Speculation is mounting that the recent resignation of Nomura’s Asia ex-Japan chairman suggests the bank is still struggling to integrate Lehman Brothers’ staff into its business. But in Singapore and Hong Kong, Nomura’s internal culture wars seem much less acute than they are in London and New York.

Jasjit “Jesse” Bhattal, Lehman’s former chief executive in Asia, is the most senior Lehmanite to step down since the acquisition. While dozens of leading bankers from the US firm quit immediately after the deal, Bhattal’s comparatively late departure is perceived as more disturbing for Nomura because he had more time to assess the merger’s success.

The firm now faces a difficult few months workforce-wise. Nomura has guaranteed bonuses for some senior Lehman staff at top-of-the-market 2007 levels, fuelling resentment amongst its original employees and leaving it exposed to further defections when these payouts are made in October (and for a select few, in March next year).

“The crunch will come post bonuses. Nomura will want to manage the process so it loses the Lehman people it wants to lose, but retains the strong performers,” says Andrew Price, a director at Global Search Partners.

Did the WSJ get it wrong?

The Wall Street Journal recently reported a range of non-monetary culture clashes, from Nomura traders who start the day with a company song, to female employees attending training sessions on tea making, hairstyles and wardrobes.

But while in Western countries Lehmanites might be feeling ill at ease with Japanese working ways, they generally have fewer complaints in Singapore and Hong Kong.

“The cultural differences aren’t so extreme here because a lot of ex-Lehman staff are of course Asian and are more adaptable to Japanese ways. I know an ex-Lehman guy in the Hong Kong Nomura office – he isn’t so fixated with the differences that the Wall Street Journal was whingeing about,” comments one headhunter, who asked not to be named.

A Japanese cultural guru also suggests an innocent explanation for Nomura’s allegedly bizarre behaviour towards women workers: an introduction to the intricacies of Japanese culture.

“The tea ceremony is a beautiful thing,” says Rob Johnson, a Japanese cultural expert at Kwintessential, an intercultural communications company. “It’s very ritualistic and stylized and is about preparing the tea in a certain way. Women can become tea masters.”
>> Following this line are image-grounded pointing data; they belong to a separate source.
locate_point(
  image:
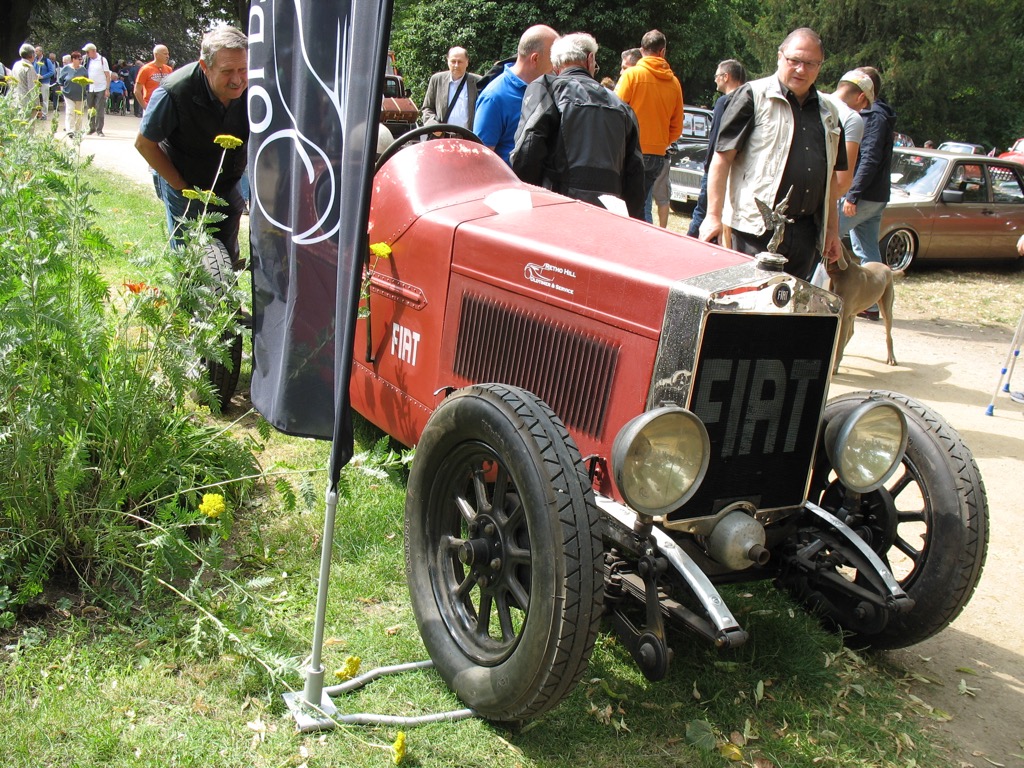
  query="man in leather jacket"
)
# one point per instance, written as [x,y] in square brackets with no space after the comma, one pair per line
[576,136]
[194,105]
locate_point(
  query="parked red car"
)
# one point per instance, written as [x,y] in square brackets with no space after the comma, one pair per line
[1016,153]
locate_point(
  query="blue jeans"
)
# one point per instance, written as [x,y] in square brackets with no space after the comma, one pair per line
[652,165]
[863,229]
[699,209]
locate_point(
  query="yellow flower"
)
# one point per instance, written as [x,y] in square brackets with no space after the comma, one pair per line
[348,669]
[227,141]
[398,748]
[213,505]
[203,195]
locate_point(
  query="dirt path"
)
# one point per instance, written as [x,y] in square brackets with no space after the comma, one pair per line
[952,368]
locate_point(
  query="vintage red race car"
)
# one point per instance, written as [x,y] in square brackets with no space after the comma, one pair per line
[610,420]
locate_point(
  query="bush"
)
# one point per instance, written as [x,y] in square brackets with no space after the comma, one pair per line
[99,435]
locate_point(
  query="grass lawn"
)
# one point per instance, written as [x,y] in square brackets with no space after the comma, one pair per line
[87,680]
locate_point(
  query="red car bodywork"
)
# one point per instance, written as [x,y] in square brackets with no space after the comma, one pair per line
[449,237]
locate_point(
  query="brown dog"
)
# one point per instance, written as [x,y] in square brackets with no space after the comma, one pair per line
[860,286]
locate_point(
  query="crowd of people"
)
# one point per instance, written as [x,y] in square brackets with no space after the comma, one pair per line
[778,145]
[790,169]
[84,85]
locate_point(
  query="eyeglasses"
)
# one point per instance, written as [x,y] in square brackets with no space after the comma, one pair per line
[800,62]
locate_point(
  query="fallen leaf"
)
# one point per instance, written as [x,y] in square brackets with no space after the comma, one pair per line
[258,727]
[699,733]
[730,751]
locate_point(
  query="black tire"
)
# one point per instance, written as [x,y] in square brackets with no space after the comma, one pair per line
[899,249]
[223,378]
[929,523]
[497,477]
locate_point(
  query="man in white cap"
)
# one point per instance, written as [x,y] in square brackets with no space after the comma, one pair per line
[99,88]
[759,158]
[868,194]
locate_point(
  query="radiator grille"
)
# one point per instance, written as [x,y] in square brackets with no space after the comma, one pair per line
[759,386]
[570,371]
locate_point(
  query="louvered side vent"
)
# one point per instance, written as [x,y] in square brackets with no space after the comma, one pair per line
[569,371]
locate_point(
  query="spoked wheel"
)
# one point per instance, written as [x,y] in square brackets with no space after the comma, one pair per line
[502,552]
[929,524]
[448,129]
[899,248]
[223,378]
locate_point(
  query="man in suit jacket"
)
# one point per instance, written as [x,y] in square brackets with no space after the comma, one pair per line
[457,88]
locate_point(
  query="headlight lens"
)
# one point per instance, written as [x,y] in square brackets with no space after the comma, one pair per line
[866,446]
[659,458]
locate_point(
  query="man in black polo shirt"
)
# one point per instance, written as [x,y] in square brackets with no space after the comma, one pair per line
[778,138]
[193,107]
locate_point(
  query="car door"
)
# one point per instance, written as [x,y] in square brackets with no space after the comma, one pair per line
[1008,209]
[963,228]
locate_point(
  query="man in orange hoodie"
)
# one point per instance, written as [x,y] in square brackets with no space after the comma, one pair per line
[656,97]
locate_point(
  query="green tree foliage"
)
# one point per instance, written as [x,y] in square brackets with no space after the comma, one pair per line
[98,433]
[121,29]
[951,71]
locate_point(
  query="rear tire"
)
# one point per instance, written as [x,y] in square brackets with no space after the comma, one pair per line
[899,249]
[223,378]
[502,552]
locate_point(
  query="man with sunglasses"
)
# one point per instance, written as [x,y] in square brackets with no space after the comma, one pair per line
[778,140]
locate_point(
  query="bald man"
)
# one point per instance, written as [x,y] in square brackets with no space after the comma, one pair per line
[778,140]
[452,95]
[500,104]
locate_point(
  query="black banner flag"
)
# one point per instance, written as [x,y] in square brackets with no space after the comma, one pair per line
[315,74]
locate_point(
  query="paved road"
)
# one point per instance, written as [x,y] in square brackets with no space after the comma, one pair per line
[116,151]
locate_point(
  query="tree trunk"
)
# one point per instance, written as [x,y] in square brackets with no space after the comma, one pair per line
[14,27]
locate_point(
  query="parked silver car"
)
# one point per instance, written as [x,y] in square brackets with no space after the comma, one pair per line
[688,154]
[946,206]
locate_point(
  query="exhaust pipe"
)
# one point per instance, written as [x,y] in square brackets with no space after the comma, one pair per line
[738,542]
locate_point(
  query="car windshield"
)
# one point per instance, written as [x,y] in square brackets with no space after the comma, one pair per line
[918,174]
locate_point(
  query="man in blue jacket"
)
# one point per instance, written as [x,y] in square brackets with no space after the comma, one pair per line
[46,71]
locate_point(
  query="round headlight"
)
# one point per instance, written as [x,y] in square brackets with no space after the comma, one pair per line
[659,458]
[866,446]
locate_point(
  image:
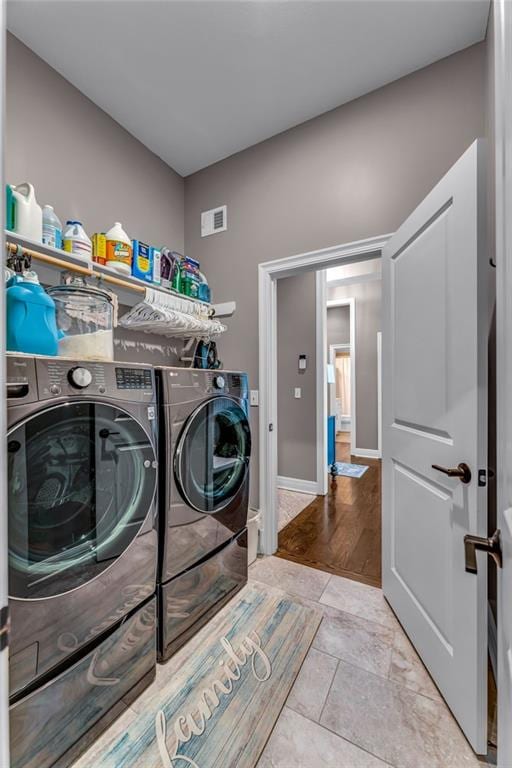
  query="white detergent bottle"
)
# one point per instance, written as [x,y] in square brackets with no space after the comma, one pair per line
[52,228]
[119,249]
[29,216]
[76,240]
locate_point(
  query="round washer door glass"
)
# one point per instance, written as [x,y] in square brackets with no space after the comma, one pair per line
[81,480]
[213,452]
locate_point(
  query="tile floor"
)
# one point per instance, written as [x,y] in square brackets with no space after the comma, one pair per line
[290,504]
[363,699]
And let’s not forget that Lehman, as a former testosterone-driven bulge bracketer, wasn’t exactly the embodiment of workplace equality itself. “It makes me laugh hearing these poor Lehman people cry to the WSJ. How sorry I feel for them – with their massive bonuses coming up,” says the anonymous headhunter.

If anyone is entitled to moan about the integration in SG and HK, it’s Nomura’s own employees. They are the ones who got laid off as their Lehman colleagues secured their bonuses, adds Price.

But whatever the concerns about its employment practices, the new, bigger Nomura is at least now back in the black, making a net profit of US$120m for the second quarter as trading profits surged and rising stock markets boosted its retail brokerage.